渡辺志保の新譜キュレーション 第12回
2018年もヒップホップシーンにはビッグウェーブが訪れる 渡辺志保が選ぶ、注目の新譜5選
ミーゴス以上に全米、いや、全世界を引っ掻き回す男といえばドレイクでしょう。昨年はアルバムならぬ“プレイリスト”と銘打った『More Life』をリリースし、多国籍なサウンドを用いて話題になったドレイクですが、1月19日に「God’s Plan」と「Diplomatic Immunity」の2曲が収録されたミニEP『Scary Hours』を発表しました。特に「God’s Plan」はこれまでのドレイクらしく、バウンシーでポップな香りも感じさせるトラックと、まさにドレイク節とも言えそうなキャッチーなフロウが溢れた楽曲。一方の「Diplomatic Immunity」は渋めでハードなビートの上でシリアスにラップします。ただ、歌詞の中にリアーナの本名、ロビンの名を出して彼女が好きなイタリアン・レストランの名前を入れ込んだり、以前、恋仲が噂されたジェニファー・ロペスの名前を出したりと、相変わらずの伊達男っぷり。
そして、新曲を発表するたびに何かしらネタ的に話題になるドレイクですが、今回も、『Scary Hours』のアートワークは盗作ではないかと、ラビットというアーティストからのツッコミが入っています。確かに、彼がInstagramにポストした写真を見ると、元ネタのデザインとフォントの種類、そして配置が驚くほど似ています。

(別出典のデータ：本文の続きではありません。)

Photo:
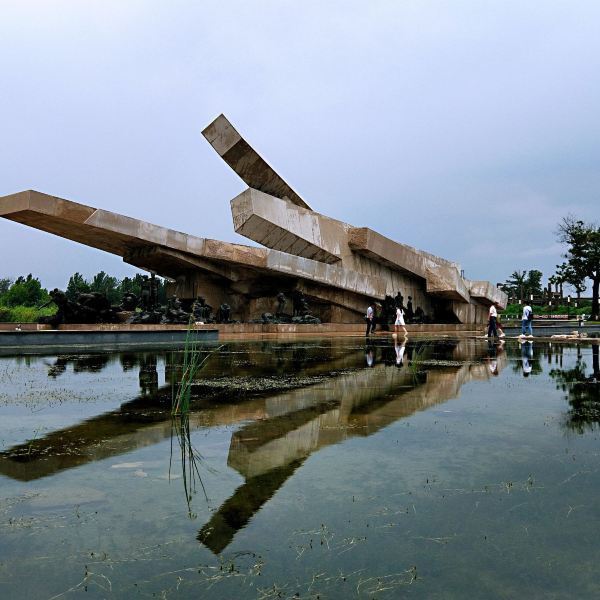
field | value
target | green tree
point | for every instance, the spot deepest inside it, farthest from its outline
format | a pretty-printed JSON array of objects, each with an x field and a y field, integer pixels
[
  {"x": 583, "y": 254},
  {"x": 25, "y": 291},
  {"x": 5, "y": 284},
  {"x": 515, "y": 284},
  {"x": 77, "y": 285},
  {"x": 533, "y": 283},
  {"x": 106, "y": 285}
]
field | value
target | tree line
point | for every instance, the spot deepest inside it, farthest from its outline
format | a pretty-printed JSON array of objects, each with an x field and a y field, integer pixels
[
  {"x": 27, "y": 290},
  {"x": 582, "y": 263}
]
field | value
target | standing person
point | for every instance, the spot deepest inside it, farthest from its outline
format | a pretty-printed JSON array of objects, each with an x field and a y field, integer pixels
[
  {"x": 492, "y": 320},
  {"x": 526, "y": 321},
  {"x": 399, "y": 320},
  {"x": 527, "y": 357},
  {"x": 400, "y": 348},
  {"x": 370, "y": 319},
  {"x": 410, "y": 313}
]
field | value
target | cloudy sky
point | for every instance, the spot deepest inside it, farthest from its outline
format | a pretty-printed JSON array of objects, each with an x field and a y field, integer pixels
[{"x": 465, "y": 128}]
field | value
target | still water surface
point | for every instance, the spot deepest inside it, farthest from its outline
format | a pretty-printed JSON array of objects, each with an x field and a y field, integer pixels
[{"x": 315, "y": 469}]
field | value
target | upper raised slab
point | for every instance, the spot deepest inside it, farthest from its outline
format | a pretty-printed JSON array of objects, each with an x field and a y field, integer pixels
[
  {"x": 247, "y": 163},
  {"x": 279, "y": 225},
  {"x": 165, "y": 251}
]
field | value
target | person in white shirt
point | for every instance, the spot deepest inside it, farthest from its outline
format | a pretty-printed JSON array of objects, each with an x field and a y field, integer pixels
[
  {"x": 526, "y": 320},
  {"x": 370, "y": 319},
  {"x": 492, "y": 319},
  {"x": 399, "y": 320}
]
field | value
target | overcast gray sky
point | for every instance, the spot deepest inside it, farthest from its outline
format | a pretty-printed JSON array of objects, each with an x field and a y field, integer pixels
[{"x": 465, "y": 128}]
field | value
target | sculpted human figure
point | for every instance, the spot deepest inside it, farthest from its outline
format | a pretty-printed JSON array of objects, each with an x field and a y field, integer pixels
[
  {"x": 153, "y": 301},
  {"x": 224, "y": 313},
  {"x": 145, "y": 293},
  {"x": 409, "y": 309},
  {"x": 281, "y": 302},
  {"x": 399, "y": 300}
]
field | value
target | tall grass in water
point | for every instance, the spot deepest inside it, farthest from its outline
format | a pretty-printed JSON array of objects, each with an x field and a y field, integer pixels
[
  {"x": 190, "y": 459},
  {"x": 193, "y": 361}
]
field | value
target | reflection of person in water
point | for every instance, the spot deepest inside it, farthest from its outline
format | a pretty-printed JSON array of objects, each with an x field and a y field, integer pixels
[
  {"x": 399, "y": 348},
  {"x": 526, "y": 357},
  {"x": 370, "y": 356},
  {"x": 494, "y": 350}
]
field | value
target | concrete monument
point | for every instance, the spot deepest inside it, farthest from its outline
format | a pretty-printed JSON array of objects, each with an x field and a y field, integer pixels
[{"x": 339, "y": 268}]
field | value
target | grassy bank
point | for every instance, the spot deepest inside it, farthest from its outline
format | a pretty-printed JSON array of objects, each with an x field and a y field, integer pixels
[{"x": 24, "y": 314}]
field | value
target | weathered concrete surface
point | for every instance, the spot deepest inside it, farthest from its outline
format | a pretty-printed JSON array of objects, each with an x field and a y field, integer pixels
[
  {"x": 171, "y": 253},
  {"x": 442, "y": 277},
  {"x": 247, "y": 163},
  {"x": 340, "y": 268},
  {"x": 279, "y": 225},
  {"x": 488, "y": 293}
]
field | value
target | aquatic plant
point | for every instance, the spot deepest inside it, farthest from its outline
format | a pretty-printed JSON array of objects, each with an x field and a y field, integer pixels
[
  {"x": 193, "y": 361},
  {"x": 190, "y": 460}
]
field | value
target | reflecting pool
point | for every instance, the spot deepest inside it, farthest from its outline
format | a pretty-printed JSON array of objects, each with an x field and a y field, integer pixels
[{"x": 307, "y": 469}]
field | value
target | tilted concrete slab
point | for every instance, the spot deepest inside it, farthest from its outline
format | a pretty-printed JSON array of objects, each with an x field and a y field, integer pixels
[
  {"x": 247, "y": 163},
  {"x": 487, "y": 292},
  {"x": 167, "y": 251},
  {"x": 279, "y": 225}
]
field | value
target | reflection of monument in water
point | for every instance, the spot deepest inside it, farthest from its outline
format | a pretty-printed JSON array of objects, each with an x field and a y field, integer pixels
[
  {"x": 267, "y": 452},
  {"x": 282, "y": 429}
]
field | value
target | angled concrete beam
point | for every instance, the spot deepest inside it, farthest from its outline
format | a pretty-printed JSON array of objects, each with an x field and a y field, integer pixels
[
  {"x": 141, "y": 243},
  {"x": 487, "y": 293},
  {"x": 279, "y": 225},
  {"x": 442, "y": 277},
  {"x": 247, "y": 163}
]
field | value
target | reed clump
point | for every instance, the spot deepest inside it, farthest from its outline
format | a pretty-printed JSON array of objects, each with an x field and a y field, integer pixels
[{"x": 193, "y": 360}]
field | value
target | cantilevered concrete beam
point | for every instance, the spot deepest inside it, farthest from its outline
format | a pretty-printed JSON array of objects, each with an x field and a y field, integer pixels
[
  {"x": 487, "y": 293},
  {"x": 442, "y": 276},
  {"x": 279, "y": 225},
  {"x": 143, "y": 243},
  {"x": 247, "y": 163}
]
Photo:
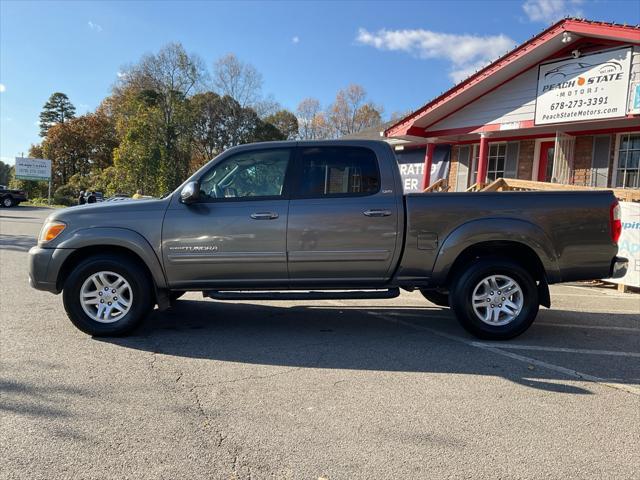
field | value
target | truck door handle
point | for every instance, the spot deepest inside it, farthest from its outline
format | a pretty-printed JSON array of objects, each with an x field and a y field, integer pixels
[
  {"x": 264, "y": 216},
  {"x": 377, "y": 213}
]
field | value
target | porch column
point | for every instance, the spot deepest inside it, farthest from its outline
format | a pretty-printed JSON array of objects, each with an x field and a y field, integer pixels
[
  {"x": 483, "y": 159},
  {"x": 428, "y": 160}
]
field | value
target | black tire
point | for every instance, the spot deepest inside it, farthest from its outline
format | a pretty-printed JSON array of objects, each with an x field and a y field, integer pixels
[
  {"x": 138, "y": 279},
  {"x": 462, "y": 293},
  {"x": 435, "y": 297}
]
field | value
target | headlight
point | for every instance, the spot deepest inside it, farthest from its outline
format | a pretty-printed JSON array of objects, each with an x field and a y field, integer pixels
[{"x": 51, "y": 230}]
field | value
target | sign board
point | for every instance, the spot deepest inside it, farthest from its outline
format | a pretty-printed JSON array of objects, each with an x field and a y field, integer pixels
[
  {"x": 629, "y": 243},
  {"x": 411, "y": 165},
  {"x": 635, "y": 99},
  {"x": 33, "y": 169},
  {"x": 590, "y": 87}
]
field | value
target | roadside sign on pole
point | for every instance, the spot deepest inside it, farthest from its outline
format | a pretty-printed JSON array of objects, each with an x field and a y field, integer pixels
[{"x": 33, "y": 169}]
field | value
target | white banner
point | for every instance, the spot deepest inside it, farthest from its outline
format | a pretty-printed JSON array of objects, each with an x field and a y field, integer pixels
[
  {"x": 590, "y": 87},
  {"x": 629, "y": 243},
  {"x": 33, "y": 169}
]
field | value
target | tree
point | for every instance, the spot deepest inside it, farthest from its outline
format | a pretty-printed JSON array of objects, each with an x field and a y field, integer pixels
[
  {"x": 220, "y": 122},
  {"x": 351, "y": 113},
  {"x": 286, "y": 123},
  {"x": 58, "y": 109},
  {"x": 79, "y": 146},
  {"x": 312, "y": 122},
  {"x": 241, "y": 81},
  {"x": 157, "y": 89}
]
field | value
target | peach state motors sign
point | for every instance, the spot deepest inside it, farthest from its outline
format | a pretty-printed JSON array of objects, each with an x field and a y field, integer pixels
[{"x": 590, "y": 87}]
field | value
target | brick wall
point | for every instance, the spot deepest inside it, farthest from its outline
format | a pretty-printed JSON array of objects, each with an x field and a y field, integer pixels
[
  {"x": 525, "y": 159},
  {"x": 582, "y": 157}
]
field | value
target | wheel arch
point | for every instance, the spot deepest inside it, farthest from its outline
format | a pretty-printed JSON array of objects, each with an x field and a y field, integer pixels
[{"x": 118, "y": 241}]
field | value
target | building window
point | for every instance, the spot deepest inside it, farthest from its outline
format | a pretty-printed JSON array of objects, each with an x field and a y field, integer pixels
[
  {"x": 497, "y": 158},
  {"x": 628, "y": 169},
  {"x": 495, "y": 168},
  {"x": 337, "y": 171}
]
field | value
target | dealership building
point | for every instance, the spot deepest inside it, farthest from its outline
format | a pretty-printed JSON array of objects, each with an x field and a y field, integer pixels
[{"x": 562, "y": 107}]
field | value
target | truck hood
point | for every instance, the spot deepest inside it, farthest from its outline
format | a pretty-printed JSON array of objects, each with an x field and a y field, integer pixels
[{"x": 105, "y": 209}]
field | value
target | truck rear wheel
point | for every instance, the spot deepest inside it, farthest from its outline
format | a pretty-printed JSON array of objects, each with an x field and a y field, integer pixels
[
  {"x": 107, "y": 295},
  {"x": 495, "y": 299}
]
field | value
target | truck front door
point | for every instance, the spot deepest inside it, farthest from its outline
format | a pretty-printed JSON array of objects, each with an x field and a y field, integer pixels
[
  {"x": 235, "y": 235},
  {"x": 343, "y": 222}
]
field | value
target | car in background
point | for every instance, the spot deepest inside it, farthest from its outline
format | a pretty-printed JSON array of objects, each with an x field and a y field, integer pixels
[
  {"x": 10, "y": 198},
  {"x": 99, "y": 196},
  {"x": 118, "y": 197}
]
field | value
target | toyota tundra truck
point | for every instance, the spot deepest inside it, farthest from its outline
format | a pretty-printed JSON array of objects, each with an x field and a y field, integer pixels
[{"x": 325, "y": 219}]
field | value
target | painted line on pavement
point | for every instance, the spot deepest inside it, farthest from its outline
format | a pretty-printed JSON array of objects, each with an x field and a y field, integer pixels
[
  {"x": 593, "y": 327},
  {"x": 498, "y": 351},
  {"x": 540, "y": 348}
]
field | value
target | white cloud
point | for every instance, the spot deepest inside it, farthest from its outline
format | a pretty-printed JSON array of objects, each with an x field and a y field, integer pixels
[
  {"x": 465, "y": 53},
  {"x": 94, "y": 26},
  {"x": 550, "y": 11}
]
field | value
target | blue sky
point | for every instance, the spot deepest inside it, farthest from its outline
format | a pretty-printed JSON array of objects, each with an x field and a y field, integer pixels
[{"x": 403, "y": 53}]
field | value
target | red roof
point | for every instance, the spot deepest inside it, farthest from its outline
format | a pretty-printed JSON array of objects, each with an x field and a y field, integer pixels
[{"x": 586, "y": 28}]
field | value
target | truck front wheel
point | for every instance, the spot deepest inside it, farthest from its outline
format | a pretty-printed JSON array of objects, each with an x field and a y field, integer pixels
[
  {"x": 107, "y": 295},
  {"x": 495, "y": 299}
]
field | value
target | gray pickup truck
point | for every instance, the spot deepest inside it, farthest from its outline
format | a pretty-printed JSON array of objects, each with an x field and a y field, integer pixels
[{"x": 329, "y": 219}]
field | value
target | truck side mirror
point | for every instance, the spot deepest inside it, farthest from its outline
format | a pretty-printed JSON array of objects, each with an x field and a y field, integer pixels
[{"x": 190, "y": 193}]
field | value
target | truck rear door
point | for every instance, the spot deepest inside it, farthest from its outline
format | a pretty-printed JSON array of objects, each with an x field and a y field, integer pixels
[{"x": 343, "y": 218}]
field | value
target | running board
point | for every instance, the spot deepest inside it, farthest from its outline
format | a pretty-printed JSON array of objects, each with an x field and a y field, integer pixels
[{"x": 302, "y": 295}]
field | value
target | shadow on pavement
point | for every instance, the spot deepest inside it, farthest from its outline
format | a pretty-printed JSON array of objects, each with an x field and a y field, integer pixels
[
  {"x": 18, "y": 243},
  {"x": 330, "y": 337}
]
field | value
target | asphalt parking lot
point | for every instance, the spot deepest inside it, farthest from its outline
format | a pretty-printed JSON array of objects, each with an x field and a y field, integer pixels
[{"x": 310, "y": 390}]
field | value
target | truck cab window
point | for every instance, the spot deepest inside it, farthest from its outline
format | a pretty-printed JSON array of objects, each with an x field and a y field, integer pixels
[
  {"x": 247, "y": 174},
  {"x": 337, "y": 171}
]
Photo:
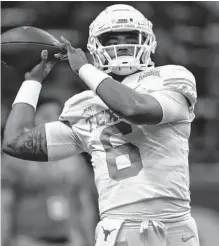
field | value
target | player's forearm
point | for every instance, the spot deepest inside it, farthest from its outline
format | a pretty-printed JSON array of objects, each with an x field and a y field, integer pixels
[
  {"x": 129, "y": 104},
  {"x": 20, "y": 120},
  {"x": 21, "y": 139}
]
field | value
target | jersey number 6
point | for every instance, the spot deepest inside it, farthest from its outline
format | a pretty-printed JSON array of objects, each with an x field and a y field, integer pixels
[{"x": 125, "y": 149}]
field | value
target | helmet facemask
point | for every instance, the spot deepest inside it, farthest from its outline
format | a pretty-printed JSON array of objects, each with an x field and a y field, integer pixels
[
  {"x": 109, "y": 59},
  {"x": 121, "y": 18}
]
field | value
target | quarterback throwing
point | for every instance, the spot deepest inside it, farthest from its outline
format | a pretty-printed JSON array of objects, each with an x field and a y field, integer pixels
[{"x": 135, "y": 122}]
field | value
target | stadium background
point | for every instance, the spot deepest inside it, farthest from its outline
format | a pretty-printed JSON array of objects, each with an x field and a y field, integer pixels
[{"x": 187, "y": 34}]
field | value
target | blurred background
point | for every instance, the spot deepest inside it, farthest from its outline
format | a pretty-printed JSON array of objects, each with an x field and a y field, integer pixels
[{"x": 187, "y": 34}]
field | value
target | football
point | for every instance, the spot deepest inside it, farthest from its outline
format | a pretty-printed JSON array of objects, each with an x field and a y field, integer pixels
[{"x": 21, "y": 47}]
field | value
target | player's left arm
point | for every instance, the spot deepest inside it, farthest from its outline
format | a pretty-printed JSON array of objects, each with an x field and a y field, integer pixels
[
  {"x": 127, "y": 103},
  {"x": 131, "y": 105}
]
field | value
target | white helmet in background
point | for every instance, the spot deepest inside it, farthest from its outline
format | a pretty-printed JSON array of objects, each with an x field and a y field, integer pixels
[{"x": 121, "y": 18}]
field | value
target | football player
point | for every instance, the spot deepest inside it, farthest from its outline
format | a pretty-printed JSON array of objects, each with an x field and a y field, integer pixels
[{"x": 134, "y": 121}]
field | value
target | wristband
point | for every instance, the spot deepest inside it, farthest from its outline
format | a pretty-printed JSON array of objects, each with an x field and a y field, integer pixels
[
  {"x": 28, "y": 93},
  {"x": 92, "y": 76}
]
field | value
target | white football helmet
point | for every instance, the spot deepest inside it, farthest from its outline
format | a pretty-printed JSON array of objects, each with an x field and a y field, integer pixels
[{"x": 121, "y": 18}]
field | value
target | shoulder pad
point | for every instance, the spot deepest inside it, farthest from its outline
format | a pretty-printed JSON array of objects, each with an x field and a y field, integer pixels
[{"x": 178, "y": 78}]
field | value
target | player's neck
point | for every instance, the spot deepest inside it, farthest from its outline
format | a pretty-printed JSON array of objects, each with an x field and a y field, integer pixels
[{"x": 120, "y": 78}]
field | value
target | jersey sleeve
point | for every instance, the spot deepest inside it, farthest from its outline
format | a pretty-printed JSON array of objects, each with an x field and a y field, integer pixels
[
  {"x": 174, "y": 106},
  {"x": 179, "y": 79},
  {"x": 174, "y": 87},
  {"x": 62, "y": 141}
]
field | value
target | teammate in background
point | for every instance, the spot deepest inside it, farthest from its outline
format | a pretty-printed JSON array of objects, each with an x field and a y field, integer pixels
[
  {"x": 135, "y": 123},
  {"x": 49, "y": 204}
]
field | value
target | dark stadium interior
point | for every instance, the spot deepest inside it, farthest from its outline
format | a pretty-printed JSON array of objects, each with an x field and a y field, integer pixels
[{"x": 187, "y": 34}]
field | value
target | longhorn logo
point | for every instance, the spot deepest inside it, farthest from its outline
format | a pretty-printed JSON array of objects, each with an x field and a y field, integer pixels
[{"x": 107, "y": 233}]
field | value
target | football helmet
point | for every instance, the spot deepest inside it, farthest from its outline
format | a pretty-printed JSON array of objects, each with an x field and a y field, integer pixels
[{"x": 121, "y": 18}]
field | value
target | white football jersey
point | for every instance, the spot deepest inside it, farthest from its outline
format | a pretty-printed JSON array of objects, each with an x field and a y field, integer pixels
[{"x": 136, "y": 162}]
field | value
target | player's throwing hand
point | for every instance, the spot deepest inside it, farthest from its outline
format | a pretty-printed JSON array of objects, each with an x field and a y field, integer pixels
[
  {"x": 41, "y": 70},
  {"x": 76, "y": 57}
]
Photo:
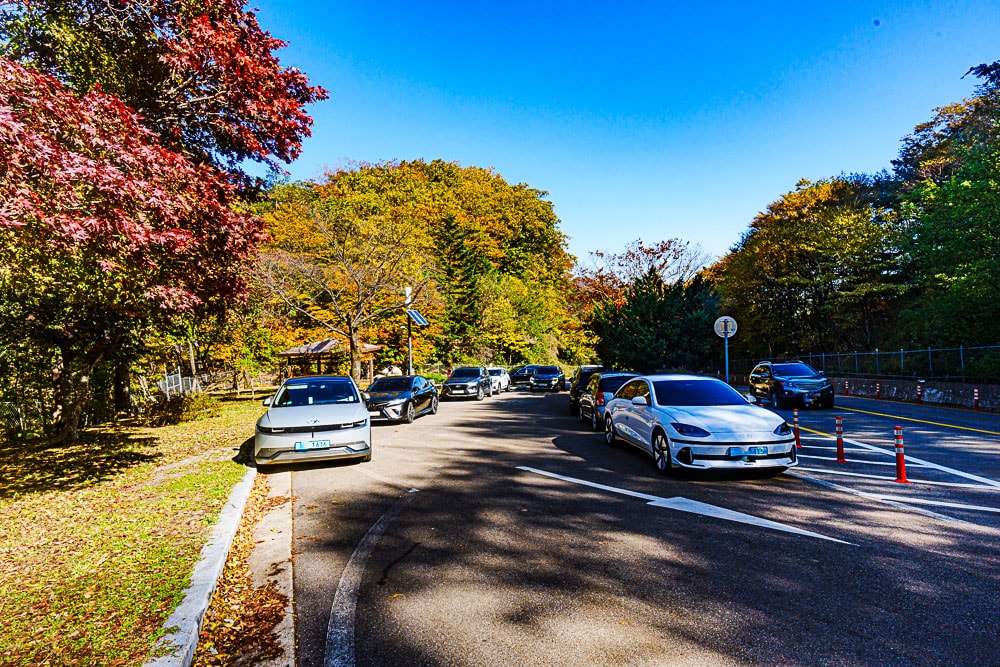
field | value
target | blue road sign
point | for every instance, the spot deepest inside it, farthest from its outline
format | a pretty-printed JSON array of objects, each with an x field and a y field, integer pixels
[{"x": 417, "y": 318}]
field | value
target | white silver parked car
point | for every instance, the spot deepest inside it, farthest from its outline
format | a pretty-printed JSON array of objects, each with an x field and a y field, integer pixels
[
  {"x": 314, "y": 419},
  {"x": 500, "y": 379},
  {"x": 690, "y": 421}
]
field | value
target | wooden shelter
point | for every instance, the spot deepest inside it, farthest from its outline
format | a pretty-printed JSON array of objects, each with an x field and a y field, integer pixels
[{"x": 328, "y": 350}]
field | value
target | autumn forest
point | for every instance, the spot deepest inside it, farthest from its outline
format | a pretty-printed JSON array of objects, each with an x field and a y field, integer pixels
[{"x": 133, "y": 239}]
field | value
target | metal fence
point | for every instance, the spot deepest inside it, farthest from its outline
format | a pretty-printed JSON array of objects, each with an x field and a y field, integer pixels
[{"x": 954, "y": 364}]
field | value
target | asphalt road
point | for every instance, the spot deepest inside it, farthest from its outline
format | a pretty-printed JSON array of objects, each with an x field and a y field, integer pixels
[{"x": 505, "y": 532}]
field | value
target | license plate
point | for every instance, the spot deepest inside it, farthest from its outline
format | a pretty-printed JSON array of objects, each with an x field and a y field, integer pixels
[{"x": 312, "y": 444}]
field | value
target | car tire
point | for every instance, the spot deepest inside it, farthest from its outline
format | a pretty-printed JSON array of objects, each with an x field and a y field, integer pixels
[
  {"x": 661, "y": 453},
  {"x": 610, "y": 439}
]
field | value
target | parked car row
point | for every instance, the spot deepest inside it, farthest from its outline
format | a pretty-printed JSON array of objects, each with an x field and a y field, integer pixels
[{"x": 681, "y": 421}]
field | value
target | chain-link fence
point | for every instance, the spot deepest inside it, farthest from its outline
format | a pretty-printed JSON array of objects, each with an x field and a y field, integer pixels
[{"x": 952, "y": 364}]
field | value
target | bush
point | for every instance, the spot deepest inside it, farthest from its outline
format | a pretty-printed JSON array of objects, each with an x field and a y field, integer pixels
[{"x": 181, "y": 408}]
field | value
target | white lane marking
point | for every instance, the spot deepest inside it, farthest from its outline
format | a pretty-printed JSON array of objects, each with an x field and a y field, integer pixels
[
  {"x": 339, "y": 650},
  {"x": 687, "y": 505},
  {"x": 883, "y": 478},
  {"x": 942, "y": 503},
  {"x": 876, "y": 498},
  {"x": 862, "y": 461}
]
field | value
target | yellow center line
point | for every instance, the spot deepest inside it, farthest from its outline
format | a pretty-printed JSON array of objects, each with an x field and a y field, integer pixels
[{"x": 919, "y": 421}]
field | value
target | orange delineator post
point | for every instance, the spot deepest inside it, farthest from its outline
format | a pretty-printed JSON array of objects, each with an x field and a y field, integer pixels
[
  {"x": 840, "y": 440},
  {"x": 900, "y": 458}
]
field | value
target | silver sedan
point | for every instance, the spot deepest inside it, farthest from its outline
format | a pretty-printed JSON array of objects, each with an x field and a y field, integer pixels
[
  {"x": 314, "y": 419},
  {"x": 690, "y": 421}
]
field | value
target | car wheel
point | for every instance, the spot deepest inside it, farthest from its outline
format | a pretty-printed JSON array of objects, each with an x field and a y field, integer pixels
[
  {"x": 776, "y": 401},
  {"x": 661, "y": 453},
  {"x": 610, "y": 439}
]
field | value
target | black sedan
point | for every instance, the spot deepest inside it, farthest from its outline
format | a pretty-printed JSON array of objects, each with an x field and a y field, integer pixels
[
  {"x": 401, "y": 398},
  {"x": 547, "y": 378}
]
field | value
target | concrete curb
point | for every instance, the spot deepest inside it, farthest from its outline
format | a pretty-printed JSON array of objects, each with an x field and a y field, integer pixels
[{"x": 184, "y": 624}]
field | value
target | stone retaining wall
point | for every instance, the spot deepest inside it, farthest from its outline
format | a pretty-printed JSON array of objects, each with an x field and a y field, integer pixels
[{"x": 952, "y": 394}]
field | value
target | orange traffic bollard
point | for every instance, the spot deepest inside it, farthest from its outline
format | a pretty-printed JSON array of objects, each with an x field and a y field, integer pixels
[
  {"x": 900, "y": 458},
  {"x": 840, "y": 440}
]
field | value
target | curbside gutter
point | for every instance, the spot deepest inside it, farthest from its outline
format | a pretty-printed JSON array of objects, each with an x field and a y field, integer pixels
[{"x": 184, "y": 624}]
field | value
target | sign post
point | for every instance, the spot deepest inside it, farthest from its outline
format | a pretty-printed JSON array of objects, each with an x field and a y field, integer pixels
[{"x": 725, "y": 327}]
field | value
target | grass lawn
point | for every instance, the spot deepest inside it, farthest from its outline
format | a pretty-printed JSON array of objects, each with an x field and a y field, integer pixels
[{"x": 98, "y": 539}]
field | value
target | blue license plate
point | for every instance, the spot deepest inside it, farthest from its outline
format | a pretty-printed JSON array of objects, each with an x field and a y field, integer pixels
[{"x": 312, "y": 444}]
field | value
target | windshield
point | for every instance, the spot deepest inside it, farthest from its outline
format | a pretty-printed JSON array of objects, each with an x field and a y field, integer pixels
[
  {"x": 794, "y": 370},
  {"x": 295, "y": 393},
  {"x": 390, "y": 384},
  {"x": 696, "y": 392},
  {"x": 613, "y": 383}
]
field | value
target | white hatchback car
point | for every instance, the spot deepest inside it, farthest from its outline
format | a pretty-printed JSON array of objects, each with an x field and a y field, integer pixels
[
  {"x": 314, "y": 419},
  {"x": 500, "y": 379},
  {"x": 690, "y": 421}
]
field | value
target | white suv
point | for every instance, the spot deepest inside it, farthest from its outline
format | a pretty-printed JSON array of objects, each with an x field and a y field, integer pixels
[{"x": 500, "y": 379}]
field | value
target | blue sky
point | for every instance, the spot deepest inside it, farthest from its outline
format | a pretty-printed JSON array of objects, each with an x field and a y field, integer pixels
[{"x": 643, "y": 120}]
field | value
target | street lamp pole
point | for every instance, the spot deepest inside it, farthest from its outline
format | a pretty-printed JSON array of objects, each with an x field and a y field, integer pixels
[{"x": 409, "y": 333}]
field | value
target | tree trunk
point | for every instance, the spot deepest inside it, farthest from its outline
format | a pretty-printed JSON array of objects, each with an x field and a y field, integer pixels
[
  {"x": 355, "y": 339},
  {"x": 72, "y": 391},
  {"x": 123, "y": 402}
]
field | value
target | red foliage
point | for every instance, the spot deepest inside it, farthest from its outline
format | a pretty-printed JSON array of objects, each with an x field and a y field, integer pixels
[
  {"x": 254, "y": 107},
  {"x": 85, "y": 184}
]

真相やいかに。その炎上効果もあってか(?)、「God’s Plan」は発売初日にSpotifyで430万回、Apple Musicで1400万回もストリーミング再生され、両ストリーミング・サービスにおいてこれまでの記録を破り、「1日で最もストリーミング再生されたアーティスト」に認定されました。今年も、彼にはまだまだ振り回されそうです。
次は、昨年からネット上でバイラルヒットを記録している注目の新人ラッパーとそのクルーを。2017年9月に発表したファーストMVの「Rubbin Off The Paint」で一躍注目を集めたのが、若干17歳、アラバマ出身のMCであるYBNナミアーです。人気ヒップホップ・サイトであるWold Star Hip Hopが「Rubbin Off~」のMVをYouTubeにポストした三日後にはすでにネット上で話題になり、ほぼ無名のラッパーながらビルボードチャートでは52位に食い込むほどに。
そのYBNナミアーが発表した新曲が「Bounce Out With That」。浮遊感もあるメロディアスなシンセの音と、ポップな響きを持つ彼のフロウ(歌っている内容はヤンチャなんですが)は、すでにYBNナミアーのシグニチャースタイルとして確立されていると言ってもいいでしょう。MVには、フィーチャリング・アーティストとしても人気のあるPnBロックがカメオ出演を果たしています。同じYBNクルーから、YBN・オールマイティ・ジェイの新MV「Takin Off」も発表されましたので、ぜひ2つ併せてお楽しみ下さい。